The main point, however, is exactly what Mark has stated. What good is a policy that will do more harm than good, and quite possibly no good at all? Why would anyone from a background of logic and reason be in favor of such a policy, much less advocate it stridently?

The debate has never been about whether or not increasing CO2 had a warming influence on the atmosphere. The debate has always been about how much influence it will have; will it be a serious problem; and, if so, what solutions will be cost effective.

The science of the last 5 years has simply confirmed that there has been warming over the last several decades. This warming has no impact on the skeptic’s argument, which has always included warming and cooling cycles, but it does indicate that AGW supporters MAY not be COMPLETELY wrong.

How much of the warming is man-made is still very debatable. Since the total warming is below the minimum predictions of the climate models, it seems very foolish to buy into the more pessimistic forecasts of the AGW models and then promote policies that will generate costs but do no measurable good, regardless of what the actual threat turns out to be.

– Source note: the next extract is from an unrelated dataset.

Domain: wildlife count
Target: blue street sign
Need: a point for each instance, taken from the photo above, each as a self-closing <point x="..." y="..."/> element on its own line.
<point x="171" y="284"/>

If we simply want Congress to ‘act’, why bother to educate them about anything? If, however, we want them to produce energy policies that benefit the citizens of the United States, then the science is and always will be extremely important!

Perhaps Roger is simply making an observation, but the underlying sentiment appears to be that the observation is favorable. Most of the comments that follow express the same sentiment that 'finally, something can be done!' If I am reading this right, then I am disturbed by the sentiments expressed here, except for Mark’s, who is the only one keeping the issues in the proper perspective!